DECLARE @WordMatch AS NVARCHAR(50) SET @WordMatch = 'last' DROP TABLE IF EXISTS #ColumnsToDisplay SELECT ROW_NUMBER () OVER (ORDER BY tab.name) AS Iteration, s.name AS SchemaName, tab.name AS table_name, col.column_id, col.name AS column_name, t.name AS data_type, col.max_length, col.precision AS PrecisionNumber, CAST(NULL AS VARCHAR(MAX)) AS DataSample INTO #ColumnsToDisplay FROM sys.tables AS tab JOIN sys.schemas AS s ON s.schema_id = tab.schema_id JOIN sys.columns AS col ON col.object_id = tab.object_id LEFT JOIN sys.types AS t ON col.user_type_id = t.user_type_id DECLARE @Iterations INT = 0, @CurrentIteration INT = 1; SELECT @Iterations = MAX (Iteration) FROM #ColumnsToDisplay WHILE @CurrentIteration <= @Iterations BEGIN DECLARE @CurrentTableName VARCHAR(100) = '', @CurrentColumnName VARCHAR(100) = '', @DynamicQuery NVARCHAR(1000) = N'' DECLARE @Sample VARCHAR(MAX) SET @CurrentTableName = ''; SET @DynamicQuery = N''; SELECT @CurrentTableName = CONCAT (ttq.SchemaName, '.', ttq.table_name), @CurrentColumnName = ttq.column_name FROM #ColumnsToDisplay AS ttq WHERE ttq.Iteration = @CurrentIteration IF (@CurrentTableName = '') BEGIN SET @CurrentIteration += 1 CONTINUE END -- SQL Server 2019 -- SET @DynamicQuery = CONCAT (N' -- SELECT @Sample = STRING_AGG(t.ColumnData,'', '') -- FROM ( -- SELECT TOP 5 CAST(x.[', @CurrentColumnName, '] AS VARCHAR(MAX)) AS ColumnData -- FROM ', @CurrentTableName, ' AS x -- WHERE x.[', @CurrentColumnName, '] IS NOT NULL -- )t') -- SQL Server 2016 and lower where Stuff is supported SET @DynamicQuery = CONCAT (N' SELECT @Sample = STUFF((SELECT '', ''+ t.ColumnData FROM ( SELECT TOP 5 CAST(x.[', @CurrentColumnName, '] AS VARCHAR(MAX)) AS ColumnData FROM ', @CurrentTableName, ' AS x WHERE x.[', @CurrentColumnName, '] IS NOT NULL ) AS t FOR XML PATH('''')),1,1,'''')') EXECUTE sys.sp_executesql @DynamicQuery, N'@Sample VARCHAR(MAX) OUTPUT', @Sample = @Sample OUTPUT UPDATE #ColumnsToDisplay SET DataSample = @Sample WHERE Iteration = @CurrentIteration SET @CurrentIteration += 1 END SELECT ctd.Iteration, ctd.SchemaName, ctd.table_name, ctd.column_id, ctd.column_name, ctd.data_type, ctd.max_length, ctd.PrecisionNumber, ctd.DataSample FROM #ColumnsToDisplay AS ctd WHERE ctd.column_name like '%' + @WordMatch + '%'
Here an example of the query returning all Column name matching words like “last”, you can see at a glance what are the fields that you need to classify and what are false positive:
Data Discovery and Classification is a nice tool but is half done.
Microsoft is probably not going to add a preview feature for security reason (with the wrong permissions reports like this can trig data disclosure).
And is not going to add a word search because…. well, that’s why vendors charge the big bucks for that.
So now take this query and go to make money.
I hope you find the data preview useful.

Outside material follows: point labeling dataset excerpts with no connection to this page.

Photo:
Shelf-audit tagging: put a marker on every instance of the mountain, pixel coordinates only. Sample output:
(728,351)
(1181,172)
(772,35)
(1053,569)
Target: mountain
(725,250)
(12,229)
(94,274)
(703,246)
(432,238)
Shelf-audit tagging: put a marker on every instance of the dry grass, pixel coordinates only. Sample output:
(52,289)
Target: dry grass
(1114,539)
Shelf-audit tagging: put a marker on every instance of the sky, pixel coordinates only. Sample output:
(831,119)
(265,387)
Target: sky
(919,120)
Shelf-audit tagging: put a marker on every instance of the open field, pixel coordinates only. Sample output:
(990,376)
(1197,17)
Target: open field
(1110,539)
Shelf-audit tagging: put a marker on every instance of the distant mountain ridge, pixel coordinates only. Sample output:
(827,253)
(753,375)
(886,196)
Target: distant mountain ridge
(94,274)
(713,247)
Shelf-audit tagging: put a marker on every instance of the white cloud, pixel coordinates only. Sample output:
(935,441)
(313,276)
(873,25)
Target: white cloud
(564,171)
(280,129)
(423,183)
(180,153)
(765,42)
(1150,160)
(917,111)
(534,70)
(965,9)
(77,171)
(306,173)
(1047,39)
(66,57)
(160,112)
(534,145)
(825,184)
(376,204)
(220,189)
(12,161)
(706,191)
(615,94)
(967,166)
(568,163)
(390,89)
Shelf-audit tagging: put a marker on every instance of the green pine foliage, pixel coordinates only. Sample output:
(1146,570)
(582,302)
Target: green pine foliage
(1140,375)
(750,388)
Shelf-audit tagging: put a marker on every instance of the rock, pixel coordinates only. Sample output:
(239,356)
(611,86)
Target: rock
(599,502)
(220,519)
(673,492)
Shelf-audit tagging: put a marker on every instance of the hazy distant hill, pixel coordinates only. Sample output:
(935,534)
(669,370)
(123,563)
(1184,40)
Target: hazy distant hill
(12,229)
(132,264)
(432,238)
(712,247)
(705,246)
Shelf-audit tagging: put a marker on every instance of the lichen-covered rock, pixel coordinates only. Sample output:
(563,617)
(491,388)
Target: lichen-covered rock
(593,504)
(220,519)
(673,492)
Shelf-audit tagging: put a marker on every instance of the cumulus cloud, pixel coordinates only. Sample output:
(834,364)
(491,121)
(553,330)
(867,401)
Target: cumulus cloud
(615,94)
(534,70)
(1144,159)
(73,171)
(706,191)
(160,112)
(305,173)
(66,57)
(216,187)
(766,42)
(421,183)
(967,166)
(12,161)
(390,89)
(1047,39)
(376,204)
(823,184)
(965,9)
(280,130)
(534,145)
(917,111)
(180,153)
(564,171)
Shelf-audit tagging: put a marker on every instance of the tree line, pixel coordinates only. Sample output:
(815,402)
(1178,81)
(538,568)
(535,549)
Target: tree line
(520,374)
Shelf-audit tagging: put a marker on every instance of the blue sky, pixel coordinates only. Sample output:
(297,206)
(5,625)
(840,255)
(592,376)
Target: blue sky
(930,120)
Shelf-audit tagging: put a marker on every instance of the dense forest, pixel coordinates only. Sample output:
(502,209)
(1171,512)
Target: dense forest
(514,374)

My mind is more relaxed now and my soul is in peace.
Some people say that data are the new oil: easy to store and easy to make money with.
Some other reply that data are the new uranium: with plenty of energy, difficult to handle, highly dangerous and hard to get rid of.
The project I’m on is more like digging for asbestos: from the moment you find it it can only get worst.